What Happens When You Unfollow Everyone on the Internet

Helena Price:

“What if we made more active decisions about how we spent our Internet time? If we weren’t bogged down maintaining our inboxes and social networks, who would we set out to meet or get to know better? If we weren’t so busy clicking links or browsing photos in our feeds, what would we choose to study or learn more about? If we spent these hours differently, what would happen?

I was curious to find out for myself.

So, one night while I was sitting in bed, I un-followed everyone on the Internet.”

The results of her experiment are fascinating, particularly that the action of checking her various feeds was so ingrained into muscle memory that she continued doing it for a while even though nothing was there to check anymore.

I feel that same muscle memory myself all the time. One thing that has helped some is cutting down on my Twitter and RSS feeds quite a bit in recent months. I don't know if I'm willing to unfollow everything just yet, but I do believe there is something to be said for carefully cultivating (and judiciously pruning) one's online experience.

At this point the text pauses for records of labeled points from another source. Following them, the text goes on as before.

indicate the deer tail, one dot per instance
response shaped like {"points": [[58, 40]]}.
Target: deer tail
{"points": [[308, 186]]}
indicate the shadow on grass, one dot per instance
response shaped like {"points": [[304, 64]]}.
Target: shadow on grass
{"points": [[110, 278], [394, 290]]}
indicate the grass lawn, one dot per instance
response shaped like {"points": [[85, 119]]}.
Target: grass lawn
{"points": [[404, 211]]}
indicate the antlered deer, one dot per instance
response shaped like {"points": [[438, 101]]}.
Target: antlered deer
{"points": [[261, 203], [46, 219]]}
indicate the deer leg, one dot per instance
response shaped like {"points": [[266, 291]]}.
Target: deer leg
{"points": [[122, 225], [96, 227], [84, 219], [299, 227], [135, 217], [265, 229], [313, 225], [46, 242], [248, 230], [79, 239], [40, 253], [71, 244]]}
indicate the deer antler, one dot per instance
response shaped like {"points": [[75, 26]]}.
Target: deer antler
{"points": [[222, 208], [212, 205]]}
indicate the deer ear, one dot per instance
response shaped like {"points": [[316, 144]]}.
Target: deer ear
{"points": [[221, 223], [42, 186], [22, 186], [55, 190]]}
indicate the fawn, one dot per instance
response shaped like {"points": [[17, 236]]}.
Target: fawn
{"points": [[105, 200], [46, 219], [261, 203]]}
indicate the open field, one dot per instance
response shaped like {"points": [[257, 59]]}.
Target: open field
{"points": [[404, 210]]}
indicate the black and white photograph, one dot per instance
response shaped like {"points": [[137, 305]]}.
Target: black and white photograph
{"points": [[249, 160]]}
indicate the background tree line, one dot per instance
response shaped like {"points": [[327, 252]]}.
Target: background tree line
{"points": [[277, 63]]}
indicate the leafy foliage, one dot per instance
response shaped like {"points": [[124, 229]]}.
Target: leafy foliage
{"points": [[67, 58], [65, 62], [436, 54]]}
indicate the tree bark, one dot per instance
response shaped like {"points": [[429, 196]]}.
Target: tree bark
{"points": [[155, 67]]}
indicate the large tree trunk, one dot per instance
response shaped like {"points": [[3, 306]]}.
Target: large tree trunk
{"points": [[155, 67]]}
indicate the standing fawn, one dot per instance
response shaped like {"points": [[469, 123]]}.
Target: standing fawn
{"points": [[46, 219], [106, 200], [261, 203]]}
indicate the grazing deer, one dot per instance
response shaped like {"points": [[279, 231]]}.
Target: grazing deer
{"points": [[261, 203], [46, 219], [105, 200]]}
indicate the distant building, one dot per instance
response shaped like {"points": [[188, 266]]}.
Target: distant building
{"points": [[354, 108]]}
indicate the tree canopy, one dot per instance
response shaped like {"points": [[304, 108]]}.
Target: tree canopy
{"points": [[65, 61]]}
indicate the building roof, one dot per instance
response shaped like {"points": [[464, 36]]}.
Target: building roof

One Month with the Hobonichi Techo

Jenny Mason of The Finer Point writes of her experience journaling with the 2015 Hobonichi planner thus far:

“Every day when you turn over a new leaf of paper you get this great used look. The ink on the page almost creates this rippling effect and when you have gone through a few pages the Hobo takes on a worn feel. I really like this, it feels like I have recorded something worthwhile and interesting. At the end of the year this book is going to look amazing.”